Whats relevant is how easy they are to fix and how common they are.
The answers to that? Bloody hard to fix and you need to do it for virtually every single page you make.
More than one person has been driven insane by the bugs. *eye twitches*
You are wrong.
http://quirksmode.org/bugreports/index.html reports 122 rendering bugs for IE5/IE6 and 88 for IE7.
Mozilla has 52 in comparison.
Even when you encounter a small bug (and I did discover some !), it's really unbearable, since the browser cannot be patched, and also you cannot report a bug to the IE team.
I would like a say in what i purchase myself, but proprietary products seek to take those choices away from me. If i want to use product X i also have to use products Y and Z because X stores it's data in proprietary formats.
You get no accountability with purchased software, haven't you read the license agreement?
If microsoft decide to drop ie, not update it, change it in a fundamental way that breaks your apps - what comeback do you have? IE7 is significantly different to 6 that it breaks some apps, but you still have to support 6 as well because customers running win2k or earlier can't run 7, while customers running vista can't run 6.
Firefox won't fundamentally change things as they are working to a defined spec, and if you want to move away from firefox there are other standards compliant alternatives (webkit/safari, opera etc), or you can maintain firefox yourself if it's worth it.
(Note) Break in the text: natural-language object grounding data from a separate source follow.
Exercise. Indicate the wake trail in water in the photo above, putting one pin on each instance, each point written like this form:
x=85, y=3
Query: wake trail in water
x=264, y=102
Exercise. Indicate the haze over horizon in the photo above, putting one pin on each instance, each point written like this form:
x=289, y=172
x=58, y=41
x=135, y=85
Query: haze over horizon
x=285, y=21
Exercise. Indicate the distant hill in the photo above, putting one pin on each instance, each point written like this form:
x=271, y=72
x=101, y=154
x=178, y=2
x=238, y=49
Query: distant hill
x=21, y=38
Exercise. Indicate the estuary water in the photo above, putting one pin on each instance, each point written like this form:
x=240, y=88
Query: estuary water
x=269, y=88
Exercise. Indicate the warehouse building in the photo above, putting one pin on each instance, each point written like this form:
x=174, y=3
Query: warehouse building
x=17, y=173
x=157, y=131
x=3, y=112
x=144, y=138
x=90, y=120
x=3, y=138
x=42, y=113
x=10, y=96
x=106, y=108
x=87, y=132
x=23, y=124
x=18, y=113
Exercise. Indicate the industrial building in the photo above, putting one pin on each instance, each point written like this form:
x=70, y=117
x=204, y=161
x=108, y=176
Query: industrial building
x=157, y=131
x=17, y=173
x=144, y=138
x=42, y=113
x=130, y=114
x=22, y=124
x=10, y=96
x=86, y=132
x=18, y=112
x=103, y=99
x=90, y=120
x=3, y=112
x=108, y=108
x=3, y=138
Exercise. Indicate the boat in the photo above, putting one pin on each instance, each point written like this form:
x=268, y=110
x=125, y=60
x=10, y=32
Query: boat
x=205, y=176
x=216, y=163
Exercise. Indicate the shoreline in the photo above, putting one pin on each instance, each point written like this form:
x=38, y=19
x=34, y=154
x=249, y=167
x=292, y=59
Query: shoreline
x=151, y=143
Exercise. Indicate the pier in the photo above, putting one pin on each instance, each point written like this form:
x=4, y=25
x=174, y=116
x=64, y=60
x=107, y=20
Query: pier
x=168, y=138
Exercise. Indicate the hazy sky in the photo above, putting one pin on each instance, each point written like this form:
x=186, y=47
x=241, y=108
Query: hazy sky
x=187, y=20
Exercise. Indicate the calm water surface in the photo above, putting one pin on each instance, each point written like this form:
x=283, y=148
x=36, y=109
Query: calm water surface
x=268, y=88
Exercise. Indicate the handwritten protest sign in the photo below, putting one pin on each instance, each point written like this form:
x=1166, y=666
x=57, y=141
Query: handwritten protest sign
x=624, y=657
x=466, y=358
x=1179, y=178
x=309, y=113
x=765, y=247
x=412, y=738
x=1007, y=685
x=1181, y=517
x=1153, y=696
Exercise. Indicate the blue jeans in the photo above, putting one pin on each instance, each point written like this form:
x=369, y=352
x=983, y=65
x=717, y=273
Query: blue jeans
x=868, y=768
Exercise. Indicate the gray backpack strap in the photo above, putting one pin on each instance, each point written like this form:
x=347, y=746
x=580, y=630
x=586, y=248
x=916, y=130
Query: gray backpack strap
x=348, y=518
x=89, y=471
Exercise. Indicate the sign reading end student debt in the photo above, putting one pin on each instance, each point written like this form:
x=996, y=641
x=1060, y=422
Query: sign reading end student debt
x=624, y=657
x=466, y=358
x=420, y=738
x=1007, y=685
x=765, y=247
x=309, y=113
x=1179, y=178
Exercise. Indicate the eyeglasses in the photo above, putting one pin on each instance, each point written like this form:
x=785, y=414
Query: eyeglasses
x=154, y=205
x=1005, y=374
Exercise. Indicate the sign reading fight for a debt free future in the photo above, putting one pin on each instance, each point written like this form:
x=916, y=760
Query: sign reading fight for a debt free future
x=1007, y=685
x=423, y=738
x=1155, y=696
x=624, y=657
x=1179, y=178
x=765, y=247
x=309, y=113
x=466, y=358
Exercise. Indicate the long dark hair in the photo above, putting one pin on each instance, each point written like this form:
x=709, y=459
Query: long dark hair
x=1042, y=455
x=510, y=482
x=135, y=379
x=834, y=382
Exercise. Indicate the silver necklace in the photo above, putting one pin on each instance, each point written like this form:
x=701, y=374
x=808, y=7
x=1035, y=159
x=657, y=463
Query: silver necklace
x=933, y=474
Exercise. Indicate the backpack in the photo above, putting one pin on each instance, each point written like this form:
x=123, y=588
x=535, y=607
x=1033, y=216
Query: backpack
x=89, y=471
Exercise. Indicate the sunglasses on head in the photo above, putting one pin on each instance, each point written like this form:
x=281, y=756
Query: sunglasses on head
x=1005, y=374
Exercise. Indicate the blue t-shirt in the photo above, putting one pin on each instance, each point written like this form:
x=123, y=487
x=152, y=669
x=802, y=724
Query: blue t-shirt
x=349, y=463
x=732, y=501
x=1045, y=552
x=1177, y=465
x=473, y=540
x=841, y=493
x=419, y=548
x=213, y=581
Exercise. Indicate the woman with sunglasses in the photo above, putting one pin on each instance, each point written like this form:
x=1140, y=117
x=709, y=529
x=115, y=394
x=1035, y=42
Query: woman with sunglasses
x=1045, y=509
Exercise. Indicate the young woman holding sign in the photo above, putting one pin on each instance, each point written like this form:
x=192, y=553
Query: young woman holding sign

While it is beneficial to be supplied with the same thing for a long time, this is what standards achieve, but you get the added benefit that the suppliers have to compete for your custom, you can push down the prices and make demands. Consider, who is your hardware supplier? How long have you used the same hardware supplier? And how is today's hardware compared to what was available 10 years ago?
Is there any reason why you couldn't switch to a different supplier if they offered you a better deal than your current supplier? What hardware supplier do your customers use? Do you try and lock your customers in to a single supplier?
Wouldn't it be good to have the same flexibility over obtaining software as hardware? Companies competing to make better products available at lower cost, and an exit strategy for you if your supplier takes a direction you don't like.